Segundo Ford, os robôs não seriam capazes de criatividade ou de resolução colaborativa de problemas complexos, competência vital para o século 21. Por isso achei tão interessante a preocupação dos coreanos. Afinal, em tempos em que inúmeros postos de trabalho estavam sendo extintos, dada a acelerada automação, fortalecer nos alunos aquilo que nos torna especificamente humanos seria primordial.

Nesse sentido, venho pensando na preocupação de alguns pais e professores no Brasil com a disciplina. Sim, não vamos nos iludir: disciplina é importante para a aprendizagem. Por isso mesmo, pesquisas sobre habilidades socioemocionais vêm destacando a relevância de se desenvolver autorregulação nos alunos. Mas atenção: ensinar o estudante a controlar impulsos está associado a formar para a autonomia, não para a mera obediência.

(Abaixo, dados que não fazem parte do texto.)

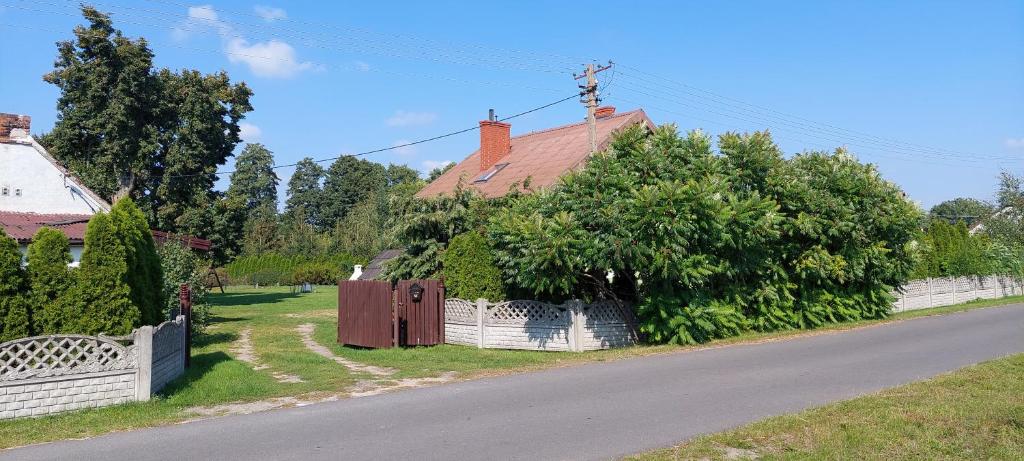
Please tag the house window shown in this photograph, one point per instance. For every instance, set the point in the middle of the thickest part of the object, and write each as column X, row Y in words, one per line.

Essa busca de assegurar um ambiente escolar menos desorganizado levou alguns pais a se inspirar nas escolas militares, onde aparentemente o silêncio e uma ética de esforço vêm favorecendo um ensino de qualidade. Isso ocorre nas 14 escolas militares no Brasil, destinadas a filhos de militares, sob gestão do Ministério da Defesa. Nelas, a qualidade é assegurada por remunerações aos professores superiores às de escolas públicas, jornadas em tempo integral e equipamentos adequados ao processo de ensino. Mas há um elemento adicional: para além dos alunos oriundos de famílias militares, os melhores alunos de escolas públicas podem ter acesso a essas instituições por meio de uma prova bem rigorosa. Ou seja, a qualidade é da instituição e do corpo discente, antes mesmo de assistirem às aulas.

Outra coisa são as escolas cívico-militares, oferecidas por muitos municípios e alguns estados, até recentemente com incentivos financeiros do governo federal. Trata-se de escolas públicas regulares, em tempo parcial, que se beneficiam do apoio de policiais militares e bombeiros aposentados para assegurar a disciplina. Boa parte delas adota também um corte de cabelo e uniformes que lembram os policiais.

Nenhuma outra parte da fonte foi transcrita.